Among the most-discussed new concepts at the annual Consumer Electronics Show (CES) in Las Vegas this year was NEON. The first project of Samsung’s Star Labs, NEONs are being called the world’s first artificial humans. They look and behave like real humans, and could one day develop memories and emotions — though from behind a 4K display. It won’t be wrong to call them life-size human avatars, or maybe a human interface for whatever you want to do with technology.
Star Labs is headed by India-born scientist Pranav Mistry who underlines that what was showcased at CES was the product of just four months’ work. Mistry, who is president and CEO of Star Labs, was earlier behind a lot of products released by Samsung, including the Galaxy Gear smartwatches. Star Labs is Samsung Technology & Advanced Research Labs (not to be confused with the fictional labs of DC Comics), an independent project funded by the Korean tech giant.
So what are NEONs?
The company says NEONs are computationally created virtual humans — the word derives from NEO (new) + humaN. For now the virtual humans can show emotions when manually controlled by their creators. But the idea is for NEONs to become intelligent enough to be fully autonomous, showing emotions, learning skills, creating memories, and being intelligent on their own. Star Labs thinks they can be “friends, collaborators, and companions”, but all that is a few years away. At CES, the idea was to showcase the concept to the world.
How do the NEONs work?
Mistry started work on NEONs by trying to replicate a friend. Initially, the models were trained on his face, and there were significant errors. But then, they started getting better, almost indistinguishable from the original.
Mistry says there are two core technologies behind his virtual humans. First, there is the proprietary CORE R3 technology that drives the “reality, real time and responsiveness” behind NEONs. The company claims CORE R3 “leapfrogs in the domains of Behavioral Neural Networks, Evolutionary Generative Intelligence and Computational Reality”, and is “extensively trained” on how humans look, behave and interact.
But in the end, it is like a rendition engine, converting the mathematical models to look like actual humans. At the moment the latency for response is less than a few milliseconds. CORE R3 can also connect to other domain-specific and value-added services like language kits.
The next stage will be SPECTRA, which will complement CORE R3 with the “spectrum of intelligence, learning, emotions and memory”. But SPECTRA is still in development, and is not expected before NEONWORLD 2020 later this year.
“CORE R3 is the front-end reality engine that is able to give you that real expression. My NEON, right now, does not know when to smile. When you come tomorrow and talk to a NEON, they don’t know that you were here yesterday,” Mistry explained. The spectrum of emotions and knowledge will come only when the NEONs are “actually in the field”; Mistry says this is the layer SPECTRA will enable. Mistry thinks with initial focus on B2B scenarios, he will get more time to work on tech that helps solve for complex memory.
How could NEONs be used?
Mistry sees a world in which NEONs are the interface for technologies and services. They will answer your queries at a bank, welcome you at a restaurant, or read out the breaking news on television at an unearthly hour. Mistry says this form of virtual assistance would be more effective, for example, while teaching languages, as NEONs will be capable of understanding and sympathising.
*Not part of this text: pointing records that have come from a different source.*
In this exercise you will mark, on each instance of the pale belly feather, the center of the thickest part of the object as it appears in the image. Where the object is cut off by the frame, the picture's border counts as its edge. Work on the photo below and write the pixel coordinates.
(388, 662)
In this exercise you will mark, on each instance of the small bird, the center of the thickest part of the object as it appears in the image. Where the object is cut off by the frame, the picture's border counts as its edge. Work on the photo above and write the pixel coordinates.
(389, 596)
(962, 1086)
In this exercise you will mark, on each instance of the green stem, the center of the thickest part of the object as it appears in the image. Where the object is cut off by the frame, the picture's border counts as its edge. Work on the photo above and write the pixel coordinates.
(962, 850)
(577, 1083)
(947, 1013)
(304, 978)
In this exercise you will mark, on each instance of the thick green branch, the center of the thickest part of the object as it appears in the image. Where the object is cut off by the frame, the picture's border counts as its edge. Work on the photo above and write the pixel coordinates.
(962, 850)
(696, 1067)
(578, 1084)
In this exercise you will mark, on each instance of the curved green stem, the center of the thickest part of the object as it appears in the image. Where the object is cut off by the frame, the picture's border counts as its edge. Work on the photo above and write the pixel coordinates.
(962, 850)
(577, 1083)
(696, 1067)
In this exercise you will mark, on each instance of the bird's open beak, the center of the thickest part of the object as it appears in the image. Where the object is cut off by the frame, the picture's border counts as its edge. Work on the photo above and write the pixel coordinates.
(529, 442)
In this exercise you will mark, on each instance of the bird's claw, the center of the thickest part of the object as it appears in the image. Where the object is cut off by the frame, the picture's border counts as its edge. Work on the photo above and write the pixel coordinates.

However, Mistry is clear that a physical form for his NEONs is not possible in the near future. “I don’t think that we are anywhere close to having the physical embodiment of the NEONs in the next 25 or 30 years.” Also, he does not want to enable NEONs on existing robots — but would not mind collaborating with companies like Google, Facebook, and Baidu that have done work in similar fields.
How are NEONs different from Virtual Assistants?
Virtual Assistants now learn from all the data they are plugged into. NEONs will be limited to what they know and learn. Their leaning could potentially be limited to the person they are catering to, and maybe her friends — but not the entire Internet. They will not be an interface for you to request a song, rather they will be a friend to speak to and share experiences with, says Star Labs.
Unlike deep fakes, Star Labs says, CORE R3 does not manipulate any scene, videos, or sequence, and instead creates unique behaviours and interactions in real time. “CORE R3 creates new realities,” it says.
What about personal data with NEON?
Mistry does not want his NEONs to have collective memory, or to share data among themselves. So what is known to one NEON cannot be useful for another. “My network is a small network that can live independently,” Mistry said, underlining the difference between his plan and what has been seen so far among other Internet-based companies. Also, Star Labs says “no one except you and your NEON can ever have access to your interactions”, and that private data will never be shared without your permission.
So, what next for NEON?
Star Labs is talking of launching a beta later this year, and claims it is flooded with queries from potential partners. You could find NEONs trying to chat you up on airport screens or bank lobbies soon. Mistry says he does not envision a physical for his NEONs, and anyway that technology is not in the realm of the possible in his lifetime.